In opposite to Jess, Sabine ( my girlfriend ) likes the game. She don’ t like our classic eurogames ( i don’t like it too ), she said doin’ this ” put one meeple here to get this, then a meeple there to get that” and on the end someone has won with 94 vp’ and the last still has 33 ( no matter how bad or crappy he was playing ) is boring. She really likes games with that sudden death feeling like Legendary Alien or Star Realms. Back to London. We found the game mechanic brilliant. The city you build and run only one time. So it is crucial and you have to think what you are playing. But sadly, sometimes it is dictaded by the money you have. A loan early can be okay, to take 3 can be devastating if you find not enough sources of money for the payback.

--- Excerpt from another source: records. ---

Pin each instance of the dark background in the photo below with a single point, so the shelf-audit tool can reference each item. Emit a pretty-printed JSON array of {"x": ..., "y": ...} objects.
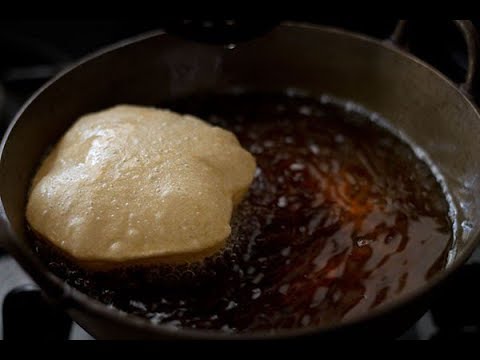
[{"x": 32, "y": 51}]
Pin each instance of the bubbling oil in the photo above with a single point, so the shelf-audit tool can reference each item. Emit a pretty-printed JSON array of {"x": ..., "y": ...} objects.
[{"x": 341, "y": 218}]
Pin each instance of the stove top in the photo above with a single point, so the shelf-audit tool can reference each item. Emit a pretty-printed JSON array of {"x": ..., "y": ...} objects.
[{"x": 36, "y": 50}]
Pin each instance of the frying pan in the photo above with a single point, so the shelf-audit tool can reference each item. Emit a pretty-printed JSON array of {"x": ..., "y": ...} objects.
[{"x": 432, "y": 111}]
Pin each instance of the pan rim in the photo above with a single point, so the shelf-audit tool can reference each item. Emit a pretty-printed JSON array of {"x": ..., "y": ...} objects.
[{"x": 78, "y": 301}]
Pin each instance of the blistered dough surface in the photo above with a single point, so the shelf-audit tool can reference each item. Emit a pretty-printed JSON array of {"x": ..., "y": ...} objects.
[{"x": 134, "y": 184}]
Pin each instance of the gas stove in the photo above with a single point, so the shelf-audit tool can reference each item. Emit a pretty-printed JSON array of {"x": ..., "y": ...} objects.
[{"x": 34, "y": 51}]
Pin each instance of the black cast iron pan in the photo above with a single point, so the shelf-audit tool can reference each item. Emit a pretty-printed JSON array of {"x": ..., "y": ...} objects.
[{"x": 435, "y": 113}]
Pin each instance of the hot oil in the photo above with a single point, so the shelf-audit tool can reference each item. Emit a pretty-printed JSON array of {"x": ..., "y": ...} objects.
[{"x": 341, "y": 218}]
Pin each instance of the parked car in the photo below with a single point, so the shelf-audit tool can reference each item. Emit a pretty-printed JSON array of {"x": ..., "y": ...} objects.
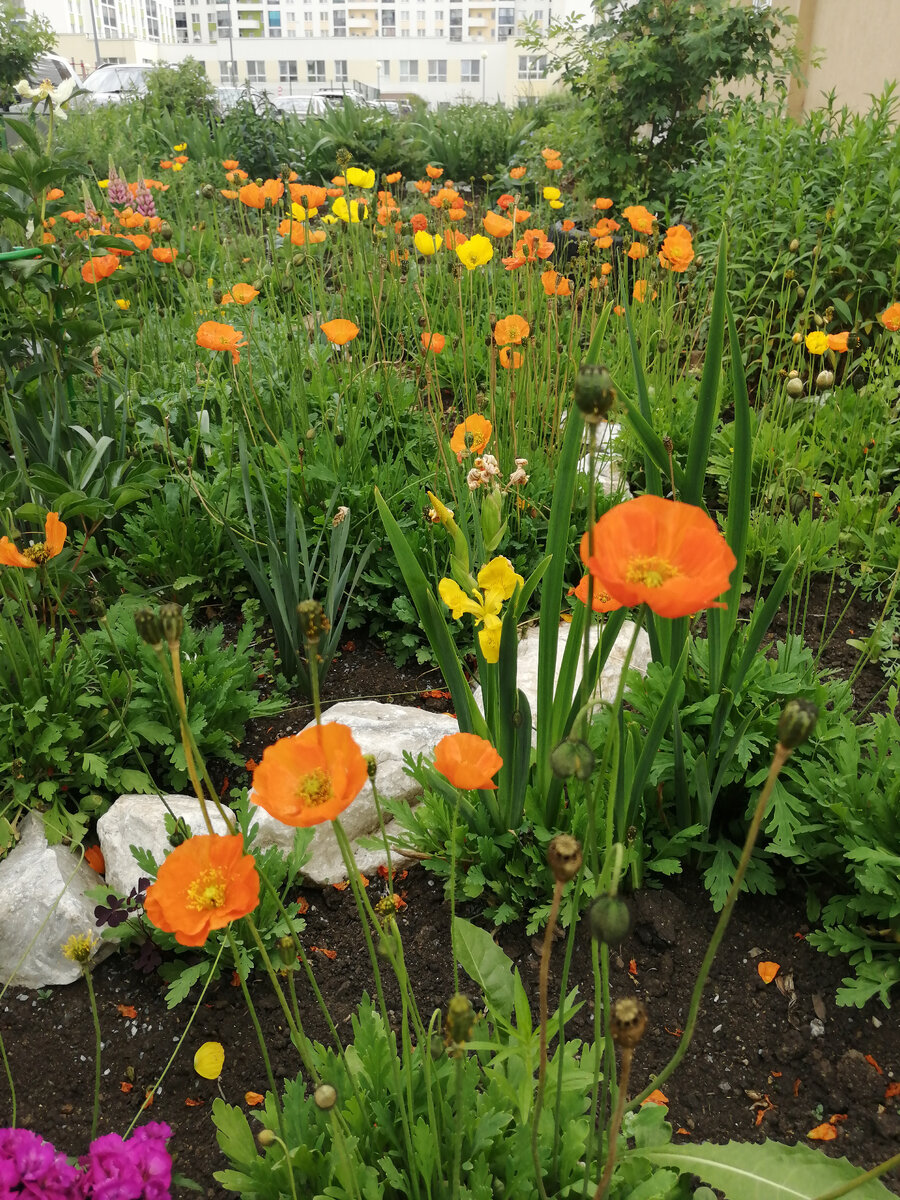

The ” poverty problem”. This is a little “devilish” game idea. And the real interactice factor in the game. It don’t matter how much poverty you generate, as long it is in the range of your opponent. So you really have to watch the others and build your “poverty strategy” around that. The opponents seem to build more poverty . I try to get as few as possible, maybe i will win the game due to that in the end…?? Can work, but the others watching you too…..
Great game mechanism.
And it is a card game after all. It is rarely, but there can be games where a player always draw the cards he need and the other mostly not. So a little luck is involved too. We think that should be in a good game. We don’t wanna play Chess.
Now to the con of the game ( for us ) :
A two player game of this last’s too long. That’s why we do 2 house rules. We play with only 74 cards ( we tried a few amounts, this gives games around 45 – 50 minutes which suits us with London ). A pros of this is, there are not all cards in the game. Sometimes more paupers, sometimes fewer money…..add variety. Second we limited loans to one in the game. Reason : if you play with fewer cards a shorter game, a player who gets more money cards can do more loans. This is a advance the other player never can overtook in the given time ( a compromise ). We had this in games and made this rule after that.
So, for us this game is 9 out of 10.